In den pulsierenden Straßen Londons, im spannenden Stadtteil Shoreditch, fand ein Ereignis statt, das die Brücke zwischen Tradition und moderner Innovation schlägt: die Legal Geek Conference 2023. Verborgen in den urigen Mauern der Old Trueman Brewery, einem Ort, der einst eine blühende Brauerei beherbergte und jetzt ein Zentrum für Kreativität und Unternehmertum ist, versammelten sich Geister, die gleichermaßen leidenschaftlich für Recht und Technologie sind. Mit Teilnehmern, die aus über 40 Ländern anreisten, war die Konferenz nicht nur ein Treffpunkt für Fachleute aus der ganzen Welt, sondern auch ein Schmelztiegel kultureller Vielfalt, der die globale Reichweite und den Einfluss der Veranstaltung unterstreicht.

Seit ihrer Gründung hat sich die Legal Geek Conference zu einem unverzichtbaren Ereignis im Kalender jedes Rechtsexperten entwickelt, der darauf bedacht ist, auch technisch am Puls der Zeit zu bleiben. Die Konferenz bietet eine seltene Gelegenheit, sich nicht nur über die neuesten Entwicklungen zu informieren, sondern auch aktiv an der Gestaltung der Zukunft der Rechtsbranche teilzunehmen und sich dazu mit Gleichgesinnten auszutauschen. In diesem Jahr strömten rund 3000 Teilnehmer in die Konferenzräume, ein Beweis für die wachsende Bedeutung und Wichtigkeit der Veranstaltung. Diese beeindruckende Teilnehmerzahl steht im Einklang mit dem steigenden Interesse an Legal Tech, das die Branche in den letzten Jahren erlebt hat.

Anwälte, Unternehmer, Technologen und Studenten standen geduldig in langen Schlangen, alle vereint durch ihre gemeinsame Vision, die Rechtspraxis durch Technologie zu revolutionieren. Was sie in den Hallen der Old Trueman Brewery erwartete, war ein sorgfältig kuratiertes Programm, das darauf abzielte, viele Aspekte der Legal-Tech-Welt zu beleuchten.

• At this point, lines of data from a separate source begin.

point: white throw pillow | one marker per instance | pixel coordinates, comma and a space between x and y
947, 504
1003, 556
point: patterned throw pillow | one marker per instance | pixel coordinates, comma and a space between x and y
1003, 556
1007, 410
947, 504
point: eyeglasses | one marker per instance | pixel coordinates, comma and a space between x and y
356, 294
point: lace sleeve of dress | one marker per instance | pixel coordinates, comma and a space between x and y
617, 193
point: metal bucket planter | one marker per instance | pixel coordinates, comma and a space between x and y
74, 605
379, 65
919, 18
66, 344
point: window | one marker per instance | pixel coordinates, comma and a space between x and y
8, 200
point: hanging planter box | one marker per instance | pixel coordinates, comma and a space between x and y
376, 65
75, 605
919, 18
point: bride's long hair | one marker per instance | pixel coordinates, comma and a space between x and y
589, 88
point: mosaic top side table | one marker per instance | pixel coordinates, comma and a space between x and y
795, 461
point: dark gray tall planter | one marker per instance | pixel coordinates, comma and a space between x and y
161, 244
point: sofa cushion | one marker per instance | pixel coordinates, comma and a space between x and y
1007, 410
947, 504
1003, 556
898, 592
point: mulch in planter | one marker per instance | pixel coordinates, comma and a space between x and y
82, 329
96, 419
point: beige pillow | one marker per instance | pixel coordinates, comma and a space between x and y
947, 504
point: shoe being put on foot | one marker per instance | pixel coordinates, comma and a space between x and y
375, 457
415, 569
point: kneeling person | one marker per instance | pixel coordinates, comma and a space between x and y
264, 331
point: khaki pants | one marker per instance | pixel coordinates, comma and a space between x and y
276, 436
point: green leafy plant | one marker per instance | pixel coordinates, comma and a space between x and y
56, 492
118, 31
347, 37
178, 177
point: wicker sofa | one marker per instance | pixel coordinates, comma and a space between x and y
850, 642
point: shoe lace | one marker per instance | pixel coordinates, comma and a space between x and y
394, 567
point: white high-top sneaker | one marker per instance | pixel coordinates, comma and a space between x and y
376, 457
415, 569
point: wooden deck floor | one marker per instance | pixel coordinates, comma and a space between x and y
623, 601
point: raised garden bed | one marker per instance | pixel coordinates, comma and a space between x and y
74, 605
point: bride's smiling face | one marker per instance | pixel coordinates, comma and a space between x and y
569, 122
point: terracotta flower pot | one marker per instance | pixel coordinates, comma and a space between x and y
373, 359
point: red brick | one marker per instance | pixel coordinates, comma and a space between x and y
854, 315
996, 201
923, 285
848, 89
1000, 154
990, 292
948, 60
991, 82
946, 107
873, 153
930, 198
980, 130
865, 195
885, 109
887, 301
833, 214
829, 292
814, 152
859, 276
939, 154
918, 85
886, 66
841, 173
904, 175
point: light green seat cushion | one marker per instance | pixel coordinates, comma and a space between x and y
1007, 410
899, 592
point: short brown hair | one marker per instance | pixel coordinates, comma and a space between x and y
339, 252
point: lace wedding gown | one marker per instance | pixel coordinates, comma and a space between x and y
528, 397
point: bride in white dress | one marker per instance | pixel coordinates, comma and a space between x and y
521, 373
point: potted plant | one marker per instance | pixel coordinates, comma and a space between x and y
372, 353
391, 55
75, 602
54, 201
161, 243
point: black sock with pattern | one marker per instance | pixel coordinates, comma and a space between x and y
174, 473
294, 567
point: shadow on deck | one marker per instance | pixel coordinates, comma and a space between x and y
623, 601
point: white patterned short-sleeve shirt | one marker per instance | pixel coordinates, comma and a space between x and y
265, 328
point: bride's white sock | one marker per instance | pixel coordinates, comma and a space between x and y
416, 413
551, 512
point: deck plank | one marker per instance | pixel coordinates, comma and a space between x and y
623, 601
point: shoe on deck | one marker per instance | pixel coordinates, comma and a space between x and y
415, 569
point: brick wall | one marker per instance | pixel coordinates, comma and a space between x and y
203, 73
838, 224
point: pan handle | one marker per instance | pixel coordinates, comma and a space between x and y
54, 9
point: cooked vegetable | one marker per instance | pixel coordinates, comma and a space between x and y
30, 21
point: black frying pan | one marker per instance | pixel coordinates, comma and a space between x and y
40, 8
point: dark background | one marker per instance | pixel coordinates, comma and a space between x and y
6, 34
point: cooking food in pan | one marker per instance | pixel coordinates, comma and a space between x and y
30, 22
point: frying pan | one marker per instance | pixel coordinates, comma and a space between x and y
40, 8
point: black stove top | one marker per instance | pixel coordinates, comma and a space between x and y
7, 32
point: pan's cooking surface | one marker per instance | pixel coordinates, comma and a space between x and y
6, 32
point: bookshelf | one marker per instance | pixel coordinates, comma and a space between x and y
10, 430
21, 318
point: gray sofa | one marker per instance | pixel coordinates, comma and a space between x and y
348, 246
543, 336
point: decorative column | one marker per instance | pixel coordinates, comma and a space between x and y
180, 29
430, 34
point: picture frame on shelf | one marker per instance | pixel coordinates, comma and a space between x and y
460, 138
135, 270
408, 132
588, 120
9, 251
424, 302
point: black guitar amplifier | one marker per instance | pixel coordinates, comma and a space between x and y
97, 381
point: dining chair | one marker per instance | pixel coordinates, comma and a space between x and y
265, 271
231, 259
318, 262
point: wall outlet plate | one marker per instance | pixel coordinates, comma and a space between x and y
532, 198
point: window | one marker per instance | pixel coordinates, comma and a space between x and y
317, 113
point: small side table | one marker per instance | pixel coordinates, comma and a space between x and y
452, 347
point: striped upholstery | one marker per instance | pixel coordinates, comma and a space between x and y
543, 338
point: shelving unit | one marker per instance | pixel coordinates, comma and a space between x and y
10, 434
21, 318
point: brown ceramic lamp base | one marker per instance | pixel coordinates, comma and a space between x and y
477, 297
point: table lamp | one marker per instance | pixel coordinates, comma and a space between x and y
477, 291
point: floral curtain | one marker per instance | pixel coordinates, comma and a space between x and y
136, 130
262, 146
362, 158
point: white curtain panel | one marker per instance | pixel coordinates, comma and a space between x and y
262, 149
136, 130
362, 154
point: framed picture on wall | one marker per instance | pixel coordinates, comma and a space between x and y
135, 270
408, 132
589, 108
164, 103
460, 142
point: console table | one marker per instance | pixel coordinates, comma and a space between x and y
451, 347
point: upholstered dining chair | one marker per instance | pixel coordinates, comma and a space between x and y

Die Legal Geek 2023 war nicht nur eine Konferenz, sondern ein lebendiges Ökosystem, das darauf abzielte, Wissen zu teilen, Innovationen zu fördern und vor allem eine Gemeinschaft aufzubauen, die bereit ist, die Herausforderungen einer sich schnell verändernden Rechtslandschaft anzunehmen.

LegalGeek 2023

Die Vorträge: Wo Mensch und Maschine sich treffen

Die Vorträge waren zahlreich und vielfältig, wobei das zentrale Thema GenAI (Generative Artificial Intelligence) wie zu erwarten eine dominante Präsenz hatte. Die Dringlichkeit dieses Themas wurde durch eine Studie von Law.com unterstrichen, die zeigte, dass viele Kanzleien erwarten, dass GenAI-Technologie ihre Abhängigkeit von abrechenbaren Stunden reduzieren wird, wobei 14 von 26 Kanzleien zustimmten. Trotz der technologischen Fortschritte gab es jedoch eine spürbare Lücke im Verständnis und in der Anwendung von GenAI, wobei viele Teilnehmer diskutierten, dass sie sich unter Druck gesetzt fühlten, diese Strategien ihren Mandanten klar zu kommunizieren, obwohl sie selbst noch im Dunkeln tappen.

Die Präsentationen selbst waren mit rund 10 Minuten Dauer bewusst knackig und kurz gehalten, um eine breite Palette von Themen abzudecken und die Aufmerksamkeit der Teilnehmer zu halten. Diese Kürze bot Raum für eine Fülle von Ideen und stellte sicher, dass die Konferenz dynamisch und schnelllebig blieb. Allerdings brachte dieses Format auch Herausforderungen mit sich. Während die kurzen Vorträge viele kurze Impulse boten und ein breites Themenspektrum abdeckten, fehlte es ihnen manchmal an der Tiefe, die für ein vollständiges Verständnis notwendig ist. Dies war besonders bei komplexen Themen wie generativer KI spürbar, wo viele Teilnehmer das Gefühl hatten, dass trotz der Fülle an Informationen eine gründlichere Analyse und Diskussion vorteilhaft gewesen wäre.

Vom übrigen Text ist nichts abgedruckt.